Siguiendo los pasos de la peregrinación dieron cuenta del cuadro “El Hijo Pródigo” que se alzaba ante los ojos maravillados de las dos amigas, los rezos y oraciones, con altavoces, los hacían llegar a todos los rincones más apartados de las casas.

A la altura de San Francisco, Carmen vio con sorpresa una frase escrita en una manta: “Hay redes, hay peces, faltan pescadores”. Hasta entonces recordó haberla escrito en un cuaderno. El mismo Joselillo se la había dictado una tarde de verano para su examen de historia del catecismo.

–Vas muy callada, Carmen, ya sabes que conmigo “abierta la puerta”.

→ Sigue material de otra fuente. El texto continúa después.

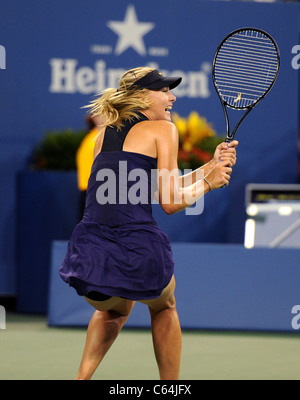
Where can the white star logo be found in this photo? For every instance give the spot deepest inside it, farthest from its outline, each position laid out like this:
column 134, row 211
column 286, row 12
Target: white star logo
column 130, row 32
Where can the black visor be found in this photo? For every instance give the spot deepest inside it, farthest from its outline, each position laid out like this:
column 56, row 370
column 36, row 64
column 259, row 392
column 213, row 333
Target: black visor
column 155, row 80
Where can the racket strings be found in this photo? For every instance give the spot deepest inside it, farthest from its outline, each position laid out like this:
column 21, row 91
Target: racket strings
column 245, row 68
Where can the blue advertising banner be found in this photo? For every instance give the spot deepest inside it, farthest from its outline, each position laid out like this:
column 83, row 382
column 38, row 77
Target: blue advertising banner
column 56, row 55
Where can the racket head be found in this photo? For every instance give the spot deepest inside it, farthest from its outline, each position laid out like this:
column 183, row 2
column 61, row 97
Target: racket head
column 245, row 67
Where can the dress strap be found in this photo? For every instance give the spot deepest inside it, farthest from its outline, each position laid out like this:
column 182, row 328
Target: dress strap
column 114, row 139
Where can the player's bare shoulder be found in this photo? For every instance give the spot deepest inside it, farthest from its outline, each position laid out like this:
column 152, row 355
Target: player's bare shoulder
column 161, row 130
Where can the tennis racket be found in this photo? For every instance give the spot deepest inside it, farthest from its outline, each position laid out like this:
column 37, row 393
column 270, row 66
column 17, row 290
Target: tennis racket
column 245, row 68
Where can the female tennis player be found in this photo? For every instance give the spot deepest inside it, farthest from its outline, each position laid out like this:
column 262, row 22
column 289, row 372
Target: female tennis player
column 117, row 254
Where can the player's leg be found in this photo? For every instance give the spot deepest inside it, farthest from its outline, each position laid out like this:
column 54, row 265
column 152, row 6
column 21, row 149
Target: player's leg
column 166, row 332
column 105, row 325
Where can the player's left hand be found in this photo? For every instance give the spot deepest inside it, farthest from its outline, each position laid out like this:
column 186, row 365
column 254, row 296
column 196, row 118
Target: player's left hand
column 226, row 152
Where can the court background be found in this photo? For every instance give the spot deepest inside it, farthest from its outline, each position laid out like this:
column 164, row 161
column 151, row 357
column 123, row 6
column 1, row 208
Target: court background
column 58, row 56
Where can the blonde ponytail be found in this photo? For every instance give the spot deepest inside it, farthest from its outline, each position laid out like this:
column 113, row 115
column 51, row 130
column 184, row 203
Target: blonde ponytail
column 118, row 105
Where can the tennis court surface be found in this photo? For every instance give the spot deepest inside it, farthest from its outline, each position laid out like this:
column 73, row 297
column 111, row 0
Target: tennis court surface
column 30, row 350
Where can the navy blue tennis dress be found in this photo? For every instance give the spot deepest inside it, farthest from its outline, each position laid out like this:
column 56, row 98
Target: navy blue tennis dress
column 118, row 249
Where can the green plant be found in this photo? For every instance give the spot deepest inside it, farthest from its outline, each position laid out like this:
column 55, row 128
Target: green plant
column 57, row 150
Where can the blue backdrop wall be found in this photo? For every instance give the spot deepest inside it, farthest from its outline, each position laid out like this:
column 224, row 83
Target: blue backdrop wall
column 58, row 54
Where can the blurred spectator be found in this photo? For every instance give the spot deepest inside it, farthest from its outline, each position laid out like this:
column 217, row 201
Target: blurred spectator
column 85, row 157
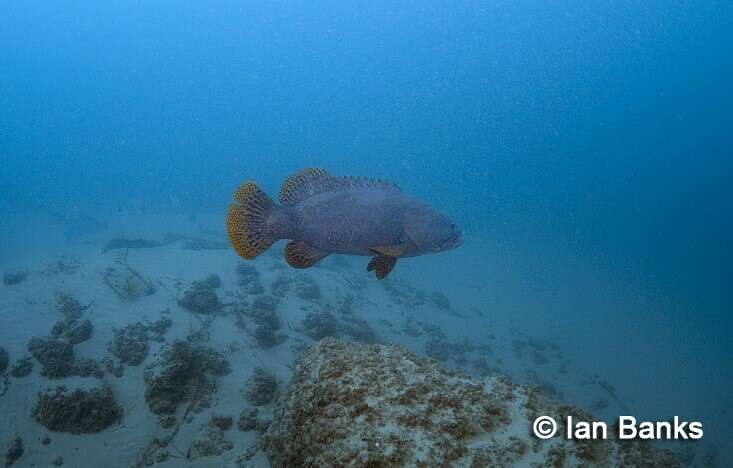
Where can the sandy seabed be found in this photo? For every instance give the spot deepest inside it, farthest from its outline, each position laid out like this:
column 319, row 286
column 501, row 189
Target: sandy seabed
column 163, row 300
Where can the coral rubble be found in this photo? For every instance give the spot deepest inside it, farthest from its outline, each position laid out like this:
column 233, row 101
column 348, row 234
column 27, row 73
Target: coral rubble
column 183, row 371
column 78, row 411
column 55, row 356
column 375, row 405
column 201, row 297
column 4, row 358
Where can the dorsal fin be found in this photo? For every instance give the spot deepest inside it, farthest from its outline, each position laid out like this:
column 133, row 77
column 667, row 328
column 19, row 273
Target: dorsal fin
column 311, row 181
column 304, row 184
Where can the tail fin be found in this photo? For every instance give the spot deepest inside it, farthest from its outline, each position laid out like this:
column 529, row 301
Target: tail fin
column 248, row 228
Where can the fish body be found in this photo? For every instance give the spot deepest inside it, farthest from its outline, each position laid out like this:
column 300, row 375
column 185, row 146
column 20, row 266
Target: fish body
column 323, row 214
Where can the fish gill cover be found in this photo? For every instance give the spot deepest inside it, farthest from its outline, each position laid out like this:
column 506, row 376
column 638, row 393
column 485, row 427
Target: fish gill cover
column 579, row 151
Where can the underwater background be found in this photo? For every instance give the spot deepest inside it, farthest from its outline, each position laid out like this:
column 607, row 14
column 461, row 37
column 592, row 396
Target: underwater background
column 584, row 147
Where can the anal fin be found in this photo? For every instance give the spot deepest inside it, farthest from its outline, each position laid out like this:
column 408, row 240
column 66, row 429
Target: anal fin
column 301, row 255
column 382, row 265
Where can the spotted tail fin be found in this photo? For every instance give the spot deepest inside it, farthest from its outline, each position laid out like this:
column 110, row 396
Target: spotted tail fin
column 249, row 221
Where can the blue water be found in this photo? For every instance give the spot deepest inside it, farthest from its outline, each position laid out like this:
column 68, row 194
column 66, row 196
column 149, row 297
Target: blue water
column 585, row 147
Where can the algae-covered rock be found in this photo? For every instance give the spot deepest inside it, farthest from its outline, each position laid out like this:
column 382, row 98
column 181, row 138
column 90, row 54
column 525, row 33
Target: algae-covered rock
column 77, row 411
column 360, row 405
column 247, row 420
column 183, row 372
column 14, row 451
column 14, row 277
column 201, row 298
column 72, row 330
column 22, row 367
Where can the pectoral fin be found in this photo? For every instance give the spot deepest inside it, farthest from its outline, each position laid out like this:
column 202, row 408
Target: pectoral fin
column 302, row 255
column 390, row 250
column 382, row 265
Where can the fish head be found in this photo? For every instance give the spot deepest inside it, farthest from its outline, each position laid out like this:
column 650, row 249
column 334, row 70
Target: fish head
column 430, row 231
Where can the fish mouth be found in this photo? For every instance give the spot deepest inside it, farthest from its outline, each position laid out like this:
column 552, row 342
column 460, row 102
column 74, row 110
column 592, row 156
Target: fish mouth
column 453, row 241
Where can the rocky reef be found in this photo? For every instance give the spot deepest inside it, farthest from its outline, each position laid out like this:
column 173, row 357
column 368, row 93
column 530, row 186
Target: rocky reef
column 77, row 411
column 184, row 371
column 376, row 405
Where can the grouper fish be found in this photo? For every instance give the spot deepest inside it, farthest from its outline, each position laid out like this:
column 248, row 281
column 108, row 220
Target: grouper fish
column 323, row 214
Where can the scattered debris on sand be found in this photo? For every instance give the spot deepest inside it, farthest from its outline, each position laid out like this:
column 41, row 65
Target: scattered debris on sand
column 69, row 306
column 319, row 325
column 72, row 330
column 125, row 243
column 127, row 283
column 209, row 442
column 77, row 411
column 14, row 451
column 221, row 421
column 183, row 371
column 376, row 405
column 261, row 388
column 247, row 420
column 14, row 277
column 201, row 297
column 22, row 367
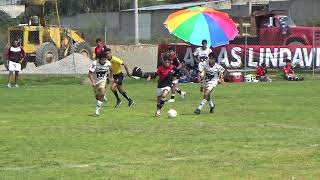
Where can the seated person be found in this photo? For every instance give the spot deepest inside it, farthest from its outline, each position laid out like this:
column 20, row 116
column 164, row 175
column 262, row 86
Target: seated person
column 288, row 72
column 261, row 73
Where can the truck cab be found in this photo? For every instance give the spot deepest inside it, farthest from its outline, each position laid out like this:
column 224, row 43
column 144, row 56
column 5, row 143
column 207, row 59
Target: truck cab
column 274, row 28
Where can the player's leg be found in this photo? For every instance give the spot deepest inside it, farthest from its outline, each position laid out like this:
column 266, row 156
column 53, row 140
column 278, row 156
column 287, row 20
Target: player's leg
column 203, row 102
column 173, row 92
column 100, row 92
column 123, row 92
column 115, row 92
column 9, row 79
column 162, row 93
column 210, row 101
column 16, row 78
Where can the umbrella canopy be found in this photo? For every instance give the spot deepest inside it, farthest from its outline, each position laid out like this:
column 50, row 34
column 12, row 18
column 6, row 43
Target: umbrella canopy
column 198, row 23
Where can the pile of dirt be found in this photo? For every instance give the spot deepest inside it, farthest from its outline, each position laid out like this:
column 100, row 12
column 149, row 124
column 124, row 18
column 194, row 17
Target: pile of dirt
column 72, row 64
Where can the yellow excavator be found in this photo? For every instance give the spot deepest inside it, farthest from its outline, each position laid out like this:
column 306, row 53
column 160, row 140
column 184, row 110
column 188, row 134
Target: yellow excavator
column 44, row 43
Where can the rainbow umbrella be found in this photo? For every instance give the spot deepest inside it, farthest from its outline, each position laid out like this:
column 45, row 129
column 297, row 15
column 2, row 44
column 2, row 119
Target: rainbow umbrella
column 198, row 23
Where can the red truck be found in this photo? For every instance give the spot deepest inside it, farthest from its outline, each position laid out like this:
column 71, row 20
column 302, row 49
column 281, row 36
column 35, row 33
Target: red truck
column 273, row 28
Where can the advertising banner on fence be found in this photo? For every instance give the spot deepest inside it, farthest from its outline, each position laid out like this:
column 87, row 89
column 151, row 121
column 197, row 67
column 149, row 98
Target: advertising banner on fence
column 236, row 56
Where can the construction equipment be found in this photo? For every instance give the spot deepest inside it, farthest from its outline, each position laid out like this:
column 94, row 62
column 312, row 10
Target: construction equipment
column 46, row 43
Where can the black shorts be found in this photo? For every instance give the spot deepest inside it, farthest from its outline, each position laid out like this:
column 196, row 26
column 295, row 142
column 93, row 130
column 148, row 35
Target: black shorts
column 118, row 78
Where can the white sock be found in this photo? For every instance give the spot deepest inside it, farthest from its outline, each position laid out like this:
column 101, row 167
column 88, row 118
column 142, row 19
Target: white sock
column 99, row 104
column 211, row 104
column 203, row 102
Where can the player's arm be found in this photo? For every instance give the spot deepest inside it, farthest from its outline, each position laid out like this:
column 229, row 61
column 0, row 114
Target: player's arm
column 8, row 55
column 222, row 71
column 196, row 56
column 152, row 76
column 90, row 76
column 22, row 55
column 126, row 68
column 222, row 74
column 90, row 73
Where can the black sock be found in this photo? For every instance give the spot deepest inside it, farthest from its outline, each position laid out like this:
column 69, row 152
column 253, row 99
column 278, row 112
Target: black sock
column 124, row 94
column 178, row 90
column 116, row 95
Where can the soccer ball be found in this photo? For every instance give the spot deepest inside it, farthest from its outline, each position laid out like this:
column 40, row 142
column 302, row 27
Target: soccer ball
column 172, row 113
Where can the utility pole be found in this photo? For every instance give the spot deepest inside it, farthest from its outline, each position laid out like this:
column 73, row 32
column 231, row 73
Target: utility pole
column 136, row 22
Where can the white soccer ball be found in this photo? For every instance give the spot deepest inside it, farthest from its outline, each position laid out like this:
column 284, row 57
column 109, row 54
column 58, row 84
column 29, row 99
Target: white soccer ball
column 172, row 113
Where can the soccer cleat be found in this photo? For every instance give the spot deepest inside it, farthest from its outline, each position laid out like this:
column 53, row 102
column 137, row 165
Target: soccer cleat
column 197, row 111
column 212, row 109
column 97, row 113
column 131, row 103
column 118, row 104
column 158, row 113
column 183, row 94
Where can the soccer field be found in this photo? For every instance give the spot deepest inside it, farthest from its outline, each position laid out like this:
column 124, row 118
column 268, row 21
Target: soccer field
column 259, row 131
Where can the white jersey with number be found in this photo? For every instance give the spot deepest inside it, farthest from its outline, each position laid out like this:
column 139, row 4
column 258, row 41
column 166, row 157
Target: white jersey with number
column 100, row 70
column 212, row 74
column 202, row 54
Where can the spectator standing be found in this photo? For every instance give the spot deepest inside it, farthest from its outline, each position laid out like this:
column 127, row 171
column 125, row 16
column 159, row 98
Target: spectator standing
column 261, row 73
column 15, row 57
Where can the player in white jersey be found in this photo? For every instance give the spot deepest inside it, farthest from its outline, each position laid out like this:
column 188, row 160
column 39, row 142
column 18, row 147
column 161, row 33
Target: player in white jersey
column 201, row 56
column 213, row 74
column 97, row 75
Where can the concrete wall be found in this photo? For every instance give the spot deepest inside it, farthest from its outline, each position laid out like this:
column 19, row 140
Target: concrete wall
column 120, row 26
column 13, row 10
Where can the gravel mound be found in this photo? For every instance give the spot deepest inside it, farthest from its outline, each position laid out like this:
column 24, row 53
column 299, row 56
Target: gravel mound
column 72, row 64
column 143, row 56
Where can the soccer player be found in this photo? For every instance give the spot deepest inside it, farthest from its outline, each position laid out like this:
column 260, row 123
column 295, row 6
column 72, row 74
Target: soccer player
column 177, row 63
column 261, row 73
column 201, row 55
column 213, row 74
column 15, row 55
column 166, row 73
column 117, row 78
column 289, row 72
column 100, row 50
column 97, row 75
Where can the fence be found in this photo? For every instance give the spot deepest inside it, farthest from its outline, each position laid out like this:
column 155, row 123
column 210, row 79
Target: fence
column 270, row 37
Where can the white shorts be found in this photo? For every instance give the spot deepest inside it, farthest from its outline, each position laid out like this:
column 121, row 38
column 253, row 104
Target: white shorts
column 13, row 66
column 160, row 90
column 210, row 84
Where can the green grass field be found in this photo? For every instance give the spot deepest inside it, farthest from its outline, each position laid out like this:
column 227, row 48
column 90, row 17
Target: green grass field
column 259, row 131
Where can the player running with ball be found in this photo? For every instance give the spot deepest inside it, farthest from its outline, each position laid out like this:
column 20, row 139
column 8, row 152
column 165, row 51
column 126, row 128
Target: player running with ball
column 213, row 74
column 166, row 73
column 97, row 75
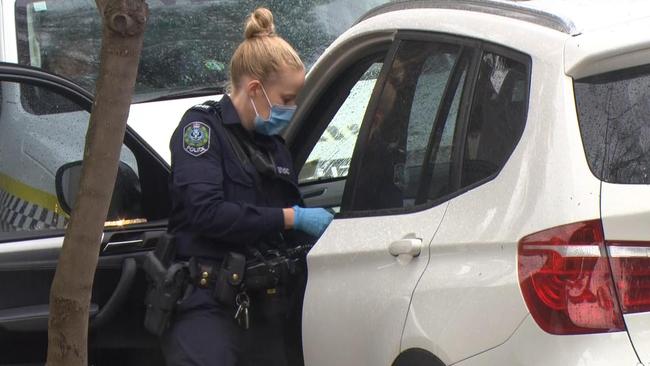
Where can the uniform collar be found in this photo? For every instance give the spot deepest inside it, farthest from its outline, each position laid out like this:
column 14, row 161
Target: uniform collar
column 228, row 112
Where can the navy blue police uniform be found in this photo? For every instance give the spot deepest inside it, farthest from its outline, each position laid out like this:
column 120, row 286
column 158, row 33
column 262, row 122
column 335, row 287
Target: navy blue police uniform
column 222, row 203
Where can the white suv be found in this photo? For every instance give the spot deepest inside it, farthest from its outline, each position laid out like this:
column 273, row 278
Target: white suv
column 496, row 209
column 488, row 161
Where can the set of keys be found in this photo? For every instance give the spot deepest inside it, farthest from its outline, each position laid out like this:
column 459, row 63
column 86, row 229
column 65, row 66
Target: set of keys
column 243, row 303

–Pensaba en algo, flaquita, pero ya se me olvidó.

–Sí, como no, ja, ja. Sobre todo si se trata de un galán, un joven apuesto, de cejas pobladas como las tuyas.

De pronto el viejo de la danza las alcanzó y las tomó del brazo a las dos. Un gesto maligno e inocente se reflejó en las pupilas de las dos muchachas. Al zafarse, corrieron y se perdieron entre otro grupo participante de la peregrinación.

–Le viste la cara, Carmen, se parecía a mi suegro, ja, ja.

–No debiste correr, flaca, lo hacen de buena leche esos señores.

El color amarillo de la tarde tirando a rojo, caía sobre las fachadas de las casas. El cielo comenzaba a transformarse. En las aceras algunas señoras de

busto turgente reposaban con sus nietos, sentadas en sillas de madera, sin otro peligro que los gritos, las alabanzas y los vivas a la Virgen.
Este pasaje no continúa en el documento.